Tiffany Maxon’s lifelong interest in children’s television started early. With no cable at home—and five younger siblings to share the set with—she grew up on a steady diet of Sesame Street, Captain Kangaroo, and Square One. And even as she aged out of the target demographic, Maxon continued to watch—and enjoy—the shows.
“Being the oldest gave me an excuse to watch children’s television later into my adolescence than others may have,” she says.
Now, Maxon finds herself on the other side of the screen. As part of EDC’s Ready To Learn team, she conducts research on the impact of PBS KIDS’ shows—including The Ruff Ruffman Show and The Cat in the Hat Knows a Lot About That! —and also on how young children learn at home. Not only does Maxon’s work impact what children see when they tune in, it also helps ensure that these shows continue to address disparities in access to education.
“I’m interested in supporting the development of educational media—definitely television, but also other media platforms too—that make informal learning more accessible,” she says. “How do we make quality content that lasts—content that isn’t dependent upon the latest new technology fad? And how can we make sure this content remains accessible to children from all socio-economic groups? I think Ready To Learn is helping to address a lot of those questions.”
Maxon didn’t always plan on becoming an educational researcher. She earned a degree in Cinema and Media Studies from the University of Chicago and graduated in 2008—right in the midst of the financial crisis. She decided to stay on campus to become a video producer, making short documentaries about scholars’ innovative ideas as well as the school’s pioneering campus infrastructure changes.
A move to New York City in 2012 gave her the opportunity to pursue media-making on her own terms. As a freelance video producer and editor, she worked on television shows, shot video stories for magazines, and helped produce a feature film. She says that her favorite assignments were always those in which she was helping others learn—a realization that eventually drove her to apply to graduate school to pursue a career in educational media.
“My interests in film, education, and working with kids all sort of intersected around educational media,” she says. “I decided to just go for it. I thought my dream job was to work for Sesame Street.”

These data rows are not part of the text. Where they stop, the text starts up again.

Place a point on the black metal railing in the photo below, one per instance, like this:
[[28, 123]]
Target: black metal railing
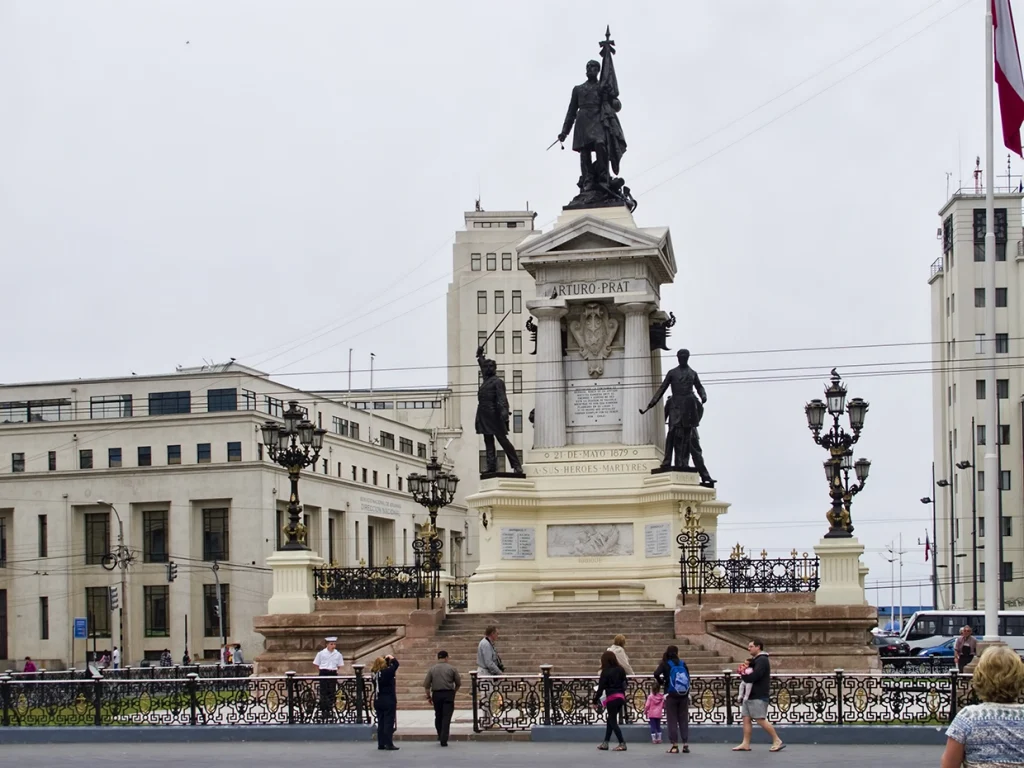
[[514, 702], [458, 596], [101, 700]]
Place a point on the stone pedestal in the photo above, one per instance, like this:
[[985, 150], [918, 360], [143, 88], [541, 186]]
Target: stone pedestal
[[293, 581], [841, 571], [588, 527]]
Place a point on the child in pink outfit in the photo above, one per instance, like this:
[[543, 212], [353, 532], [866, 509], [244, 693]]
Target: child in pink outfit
[[653, 709]]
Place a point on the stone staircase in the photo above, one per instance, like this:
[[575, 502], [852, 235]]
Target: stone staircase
[[570, 641]]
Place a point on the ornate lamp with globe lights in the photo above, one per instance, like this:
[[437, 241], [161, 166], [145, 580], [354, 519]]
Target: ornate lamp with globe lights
[[294, 445], [840, 444]]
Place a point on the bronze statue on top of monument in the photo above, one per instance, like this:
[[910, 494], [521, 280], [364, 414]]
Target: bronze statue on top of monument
[[684, 412], [598, 135]]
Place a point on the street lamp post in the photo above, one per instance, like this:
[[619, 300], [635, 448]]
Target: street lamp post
[[294, 445], [840, 443], [433, 491], [974, 527], [121, 560]]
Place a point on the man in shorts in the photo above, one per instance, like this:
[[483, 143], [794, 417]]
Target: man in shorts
[[758, 674]]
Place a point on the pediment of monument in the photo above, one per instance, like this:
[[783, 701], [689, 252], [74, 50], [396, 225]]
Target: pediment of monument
[[595, 238]]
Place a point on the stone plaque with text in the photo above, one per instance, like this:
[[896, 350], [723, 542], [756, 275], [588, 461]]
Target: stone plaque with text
[[517, 544], [656, 539], [595, 402]]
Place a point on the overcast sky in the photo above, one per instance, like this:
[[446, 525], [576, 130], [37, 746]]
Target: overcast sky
[[184, 180]]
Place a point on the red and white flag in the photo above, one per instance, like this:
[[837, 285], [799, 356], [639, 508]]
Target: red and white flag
[[1009, 78]]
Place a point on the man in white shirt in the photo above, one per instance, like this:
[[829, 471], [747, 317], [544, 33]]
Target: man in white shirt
[[328, 660]]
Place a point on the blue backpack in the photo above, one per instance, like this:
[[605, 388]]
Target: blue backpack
[[679, 678]]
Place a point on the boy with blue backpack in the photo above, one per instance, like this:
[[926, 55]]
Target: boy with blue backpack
[[674, 676]]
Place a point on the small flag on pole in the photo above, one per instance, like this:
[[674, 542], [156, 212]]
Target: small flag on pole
[[1009, 77]]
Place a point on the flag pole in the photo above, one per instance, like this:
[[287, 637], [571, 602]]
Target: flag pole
[[992, 569]]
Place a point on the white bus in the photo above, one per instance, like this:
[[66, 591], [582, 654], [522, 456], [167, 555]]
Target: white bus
[[926, 629]]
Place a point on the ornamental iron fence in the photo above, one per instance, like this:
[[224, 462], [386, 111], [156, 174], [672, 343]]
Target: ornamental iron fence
[[190, 700], [514, 702]]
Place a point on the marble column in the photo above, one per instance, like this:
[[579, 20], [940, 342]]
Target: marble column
[[549, 423], [637, 385]]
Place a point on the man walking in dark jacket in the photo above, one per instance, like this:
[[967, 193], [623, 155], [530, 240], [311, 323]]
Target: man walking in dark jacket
[[756, 706]]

During graduate school, Maxon took an internship at WGBH—a public television station in Boston—and realized that her ideal job, as she had envisioned it, didn’t really exist. Educational media relied much more on people with differing specialized skills coming together, rather than on people with the combined skill sets she had. She faced a choice: go back to the production world and try to work on properties for children or focus on her goal of helping others learn. So Maxon took courses in research and evaluation and tried to apply her knowledge about media to these new disciplines.
Only a few months after graduating with her master’s degree, Maxon joined EDC as a research assistant.
Maxon still tunes into PBS from time to time. She says that OddSquad—with its silly humor and creative characters—is one of her more recent favorites, partly because it reminds her of Square One’s faux-crime drama series MathNet. She’s proud of the contributions she is making to educational television in her own right and hopes that her research helps create shows that are just as good—if not better—than the ones she grew up watching.
“I think it’s the work that I wanted to do all along,” she says. “I just didn’t know what it was.”